Tuesday, March 10, 2026

Zombie

Growing up,
Waking up,
Standing up,
Just living, not alive.

Day by day, I don't feel good. Wait. I always feel not good. I made mistakes. A lot. Being a slow learner is not something that I'm proud of. Felt smaller day by day. I had too many expectations and high hopes for the future for myself. Yet, here I am feeling dumb, dumber, and dumbest.

I'm scared.
With people
Future
Times
Expectations
Thoughts

I guess I'm not that important to anyone. Everyone.

I guess being alone is just my fate. 

Internship

At first, it was nice. I've learned a lot. People were being nice to me. Even though I was being a little awkward and I was being so shy and quiet. But I have to go through this. It is only three and a half months. So, I have to be strong and slowly adapt to the new environment, surroundings, routine, and people around me.
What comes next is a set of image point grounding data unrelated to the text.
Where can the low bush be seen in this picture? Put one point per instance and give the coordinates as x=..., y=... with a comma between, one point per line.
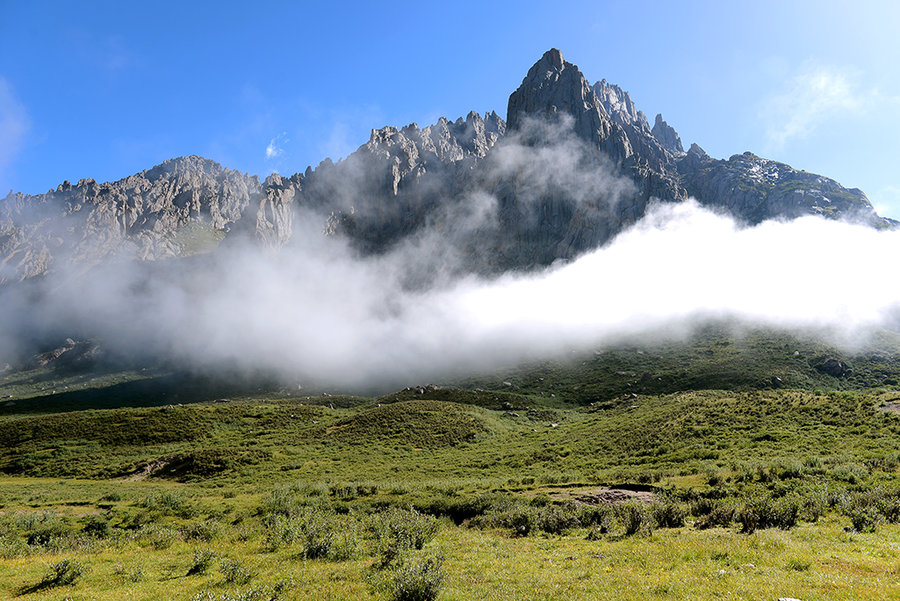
x=416, y=579
x=235, y=572
x=202, y=561
x=63, y=573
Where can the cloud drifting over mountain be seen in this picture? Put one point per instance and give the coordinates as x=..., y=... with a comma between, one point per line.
x=322, y=313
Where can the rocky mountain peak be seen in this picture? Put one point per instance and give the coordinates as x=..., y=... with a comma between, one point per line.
x=553, y=86
x=667, y=136
x=619, y=105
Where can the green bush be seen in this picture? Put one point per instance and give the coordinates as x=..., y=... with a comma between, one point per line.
x=202, y=561
x=668, y=514
x=204, y=531
x=235, y=572
x=713, y=514
x=63, y=573
x=416, y=580
x=156, y=536
x=633, y=517
x=397, y=530
x=96, y=526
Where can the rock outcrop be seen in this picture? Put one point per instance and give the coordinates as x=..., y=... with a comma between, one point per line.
x=667, y=136
x=533, y=207
x=178, y=208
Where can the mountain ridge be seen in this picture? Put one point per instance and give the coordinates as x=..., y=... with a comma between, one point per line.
x=405, y=179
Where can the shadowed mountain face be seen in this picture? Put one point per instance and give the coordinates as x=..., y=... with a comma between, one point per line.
x=572, y=166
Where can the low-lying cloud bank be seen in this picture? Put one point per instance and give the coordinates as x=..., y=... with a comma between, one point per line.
x=316, y=311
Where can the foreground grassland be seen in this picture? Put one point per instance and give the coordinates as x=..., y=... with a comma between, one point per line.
x=721, y=469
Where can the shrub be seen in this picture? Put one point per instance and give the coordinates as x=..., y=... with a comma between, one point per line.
x=416, y=580
x=235, y=572
x=203, y=560
x=555, y=519
x=398, y=530
x=64, y=573
x=634, y=517
x=157, y=537
x=717, y=515
x=600, y=516
x=204, y=531
x=667, y=514
x=96, y=526
x=168, y=503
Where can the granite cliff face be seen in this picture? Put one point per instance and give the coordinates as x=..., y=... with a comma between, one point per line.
x=572, y=166
x=183, y=206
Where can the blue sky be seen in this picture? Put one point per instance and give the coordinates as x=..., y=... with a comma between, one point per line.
x=107, y=89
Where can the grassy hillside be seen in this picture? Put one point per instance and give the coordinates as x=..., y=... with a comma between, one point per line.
x=733, y=467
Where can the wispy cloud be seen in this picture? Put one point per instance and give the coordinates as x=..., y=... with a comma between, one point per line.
x=14, y=125
x=276, y=146
x=807, y=101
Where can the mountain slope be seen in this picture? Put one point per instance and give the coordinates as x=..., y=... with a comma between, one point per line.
x=572, y=166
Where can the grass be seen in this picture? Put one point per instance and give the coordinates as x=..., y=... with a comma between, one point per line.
x=763, y=488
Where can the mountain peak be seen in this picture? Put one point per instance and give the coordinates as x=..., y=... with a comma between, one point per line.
x=554, y=58
x=554, y=86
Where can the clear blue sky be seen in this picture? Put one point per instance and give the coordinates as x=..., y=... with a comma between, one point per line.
x=107, y=89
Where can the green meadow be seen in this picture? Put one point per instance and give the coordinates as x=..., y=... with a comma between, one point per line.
x=724, y=466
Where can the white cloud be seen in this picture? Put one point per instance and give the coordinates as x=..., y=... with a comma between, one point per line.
x=276, y=146
x=886, y=201
x=807, y=101
x=14, y=124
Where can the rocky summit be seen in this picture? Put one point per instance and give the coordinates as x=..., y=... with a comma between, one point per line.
x=570, y=167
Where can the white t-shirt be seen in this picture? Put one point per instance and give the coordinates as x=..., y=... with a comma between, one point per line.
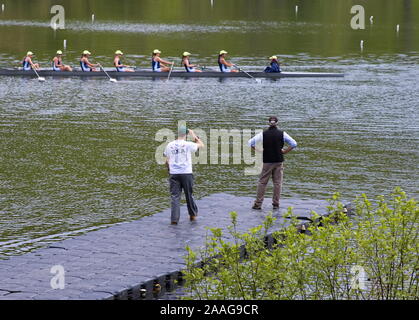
x=179, y=154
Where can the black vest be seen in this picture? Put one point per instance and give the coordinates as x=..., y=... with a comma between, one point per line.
x=273, y=141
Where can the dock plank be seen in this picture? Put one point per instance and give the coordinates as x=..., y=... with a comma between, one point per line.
x=107, y=263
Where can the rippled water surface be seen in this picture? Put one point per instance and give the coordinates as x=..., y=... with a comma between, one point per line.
x=78, y=155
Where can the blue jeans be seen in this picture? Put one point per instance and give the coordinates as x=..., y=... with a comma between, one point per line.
x=177, y=183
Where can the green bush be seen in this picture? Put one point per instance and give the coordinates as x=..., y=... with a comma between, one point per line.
x=373, y=254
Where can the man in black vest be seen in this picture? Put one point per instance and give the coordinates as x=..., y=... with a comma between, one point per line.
x=273, y=158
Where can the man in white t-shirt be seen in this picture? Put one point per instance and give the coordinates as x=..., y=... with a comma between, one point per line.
x=178, y=155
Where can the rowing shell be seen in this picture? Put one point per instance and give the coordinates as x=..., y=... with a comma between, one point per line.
x=177, y=74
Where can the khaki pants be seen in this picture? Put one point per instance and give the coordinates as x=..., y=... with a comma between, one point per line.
x=276, y=170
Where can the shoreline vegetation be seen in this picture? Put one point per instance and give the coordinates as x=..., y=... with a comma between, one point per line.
x=372, y=255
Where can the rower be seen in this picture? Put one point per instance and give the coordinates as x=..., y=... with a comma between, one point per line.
x=118, y=64
x=274, y=65
x=85, y=64
x=224, y=65
x=158, y=64
x=28, y=63
x=186, y=63
x=57, y=63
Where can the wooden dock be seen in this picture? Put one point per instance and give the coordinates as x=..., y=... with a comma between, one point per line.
x=127, y=260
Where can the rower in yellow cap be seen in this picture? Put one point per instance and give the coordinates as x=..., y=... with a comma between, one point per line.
x=118, y=64
x=85, y=64
x=158, y=64
x=224, y=65
x=27, y=62
x=186, y=63
x=57, y=63
x=273, y=66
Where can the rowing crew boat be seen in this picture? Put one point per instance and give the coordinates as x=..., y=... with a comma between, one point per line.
x=174, y=74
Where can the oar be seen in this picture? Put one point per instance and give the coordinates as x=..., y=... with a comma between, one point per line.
x=240, y=69
x=170, y=72
x=110, y=79
x=41, y=79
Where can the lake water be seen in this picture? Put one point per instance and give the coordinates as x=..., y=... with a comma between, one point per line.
x=78, y=155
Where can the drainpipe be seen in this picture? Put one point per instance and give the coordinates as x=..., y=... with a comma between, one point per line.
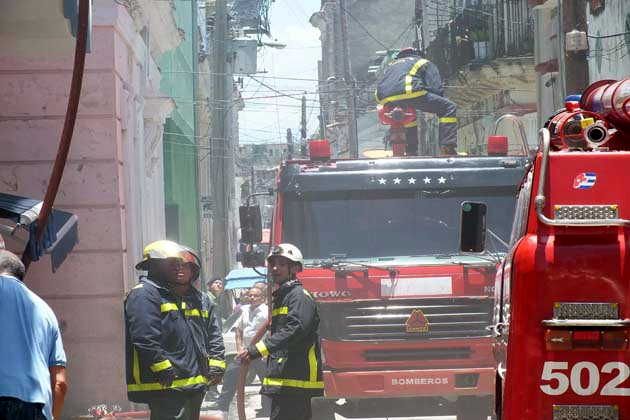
x=68, y=125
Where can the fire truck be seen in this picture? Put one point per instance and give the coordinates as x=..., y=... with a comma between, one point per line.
x=561, y=317
x=404, y=313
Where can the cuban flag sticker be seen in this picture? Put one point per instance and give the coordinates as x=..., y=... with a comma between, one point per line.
x=584, y=181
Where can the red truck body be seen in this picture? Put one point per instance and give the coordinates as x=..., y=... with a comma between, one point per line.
x=562, y=293
x=403, y=312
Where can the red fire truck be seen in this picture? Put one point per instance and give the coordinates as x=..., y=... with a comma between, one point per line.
x=562, y=313
x=404, y=313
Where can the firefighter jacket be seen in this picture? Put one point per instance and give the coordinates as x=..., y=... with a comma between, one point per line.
x=408, y=78
x=292, y=350
x=166, y=331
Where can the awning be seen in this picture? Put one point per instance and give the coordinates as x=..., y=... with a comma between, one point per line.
x=244, y=277
x=61, y=232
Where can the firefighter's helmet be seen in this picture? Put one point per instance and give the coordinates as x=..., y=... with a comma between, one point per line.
x=160, y=250
x=288, y=251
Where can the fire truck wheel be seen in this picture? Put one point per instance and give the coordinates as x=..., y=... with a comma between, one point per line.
x=474, y=408
x=323, y=409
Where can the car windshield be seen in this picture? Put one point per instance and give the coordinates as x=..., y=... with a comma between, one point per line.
x=376, y=224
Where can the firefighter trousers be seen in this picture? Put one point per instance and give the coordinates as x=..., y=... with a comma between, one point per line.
x=290, y=407
x=177, y=406
x=446, y=111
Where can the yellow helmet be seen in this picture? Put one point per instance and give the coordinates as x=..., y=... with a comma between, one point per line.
x=160, y=250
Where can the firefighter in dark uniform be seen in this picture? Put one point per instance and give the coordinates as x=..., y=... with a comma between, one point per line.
x=294, y=373
x=174, y=346
x=412, y=80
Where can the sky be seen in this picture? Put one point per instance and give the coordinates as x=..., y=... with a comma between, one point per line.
x=265, y=120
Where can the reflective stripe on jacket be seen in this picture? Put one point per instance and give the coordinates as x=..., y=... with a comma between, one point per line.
x=294, y=357
x=165, y=331
x=408, y=78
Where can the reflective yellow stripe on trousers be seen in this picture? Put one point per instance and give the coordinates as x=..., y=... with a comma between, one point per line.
x=312, y=364
x=312, y=383
x=293, y=383
x=177, y=383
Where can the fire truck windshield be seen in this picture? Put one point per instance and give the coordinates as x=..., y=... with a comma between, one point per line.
x=402, y=223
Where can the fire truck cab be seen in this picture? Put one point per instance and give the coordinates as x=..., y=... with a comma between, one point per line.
x=404, y=313
x=561, y=317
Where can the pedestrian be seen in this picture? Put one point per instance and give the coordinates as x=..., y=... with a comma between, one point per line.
x=412, y=80
x=33, y=382
x=218, y=294
x=262, y=286
x=174, y=346
x=253, y=317
x=294, y=373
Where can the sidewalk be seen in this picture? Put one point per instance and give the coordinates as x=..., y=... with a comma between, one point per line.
x=252, y=402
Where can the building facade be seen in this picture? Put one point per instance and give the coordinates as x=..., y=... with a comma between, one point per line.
x=133, y=160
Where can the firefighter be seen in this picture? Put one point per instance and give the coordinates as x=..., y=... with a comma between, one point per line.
x=294, y=372
x=174, y=348
x=412, y=80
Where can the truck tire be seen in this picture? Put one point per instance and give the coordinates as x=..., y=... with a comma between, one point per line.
x=323, y=409
x=474, y=408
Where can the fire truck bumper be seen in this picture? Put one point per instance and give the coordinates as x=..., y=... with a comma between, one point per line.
x=421, y=382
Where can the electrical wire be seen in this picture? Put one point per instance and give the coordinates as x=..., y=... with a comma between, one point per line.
x=608, y=36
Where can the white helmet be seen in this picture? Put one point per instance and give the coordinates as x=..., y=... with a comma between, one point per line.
x=288, y=251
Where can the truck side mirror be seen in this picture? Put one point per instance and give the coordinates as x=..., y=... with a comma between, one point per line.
x=251, y=224
x=472, y=236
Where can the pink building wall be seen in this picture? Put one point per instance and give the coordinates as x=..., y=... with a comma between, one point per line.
x=110, y=165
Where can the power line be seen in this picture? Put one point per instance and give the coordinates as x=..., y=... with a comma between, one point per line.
x=608, y=36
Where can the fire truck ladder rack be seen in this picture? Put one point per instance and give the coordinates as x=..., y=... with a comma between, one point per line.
x=545, y=142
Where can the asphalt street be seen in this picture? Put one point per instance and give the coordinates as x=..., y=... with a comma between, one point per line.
x=253, y=403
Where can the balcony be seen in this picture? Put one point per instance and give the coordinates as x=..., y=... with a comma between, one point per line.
x=479, y=34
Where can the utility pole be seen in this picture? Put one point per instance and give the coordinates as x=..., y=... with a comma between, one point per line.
x=576, y=74
x=289, y=144
x=220, y=143
x=252, y=180
x=303, y=127
x=351, y=100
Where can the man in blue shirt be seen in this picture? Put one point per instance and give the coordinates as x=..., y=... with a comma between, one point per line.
x=32, y=368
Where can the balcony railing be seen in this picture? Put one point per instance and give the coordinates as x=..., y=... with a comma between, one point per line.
x=478, y=34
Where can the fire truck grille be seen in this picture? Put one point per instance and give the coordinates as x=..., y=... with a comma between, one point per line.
x=585, y=412
x=383, y=321
x=586, y=212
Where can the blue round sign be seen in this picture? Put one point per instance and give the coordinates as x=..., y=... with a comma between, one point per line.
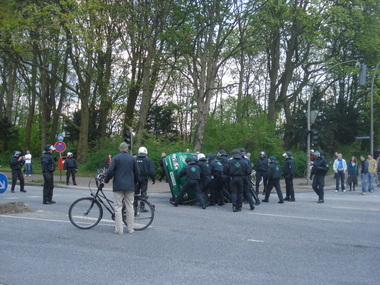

I went through a lot of hardships. I'm struggling with myself. Struggling with my anxieties and emotions. I feel really bad for being myself. I hurt people. I annoyed people. I'm not a good person. I was not being good enough. I'm too dumb to handle. I'm a slow learner. I can't communicate with people. I made a lot of mistakes. People hate me. Little did I know.

I don't deserve to be treated like this. Can y'all just treat me as a human being? I have feelings. I have emotions. I have thoughts. I have everything like normal people have. Why is it so hard for you guys to treat me nicely?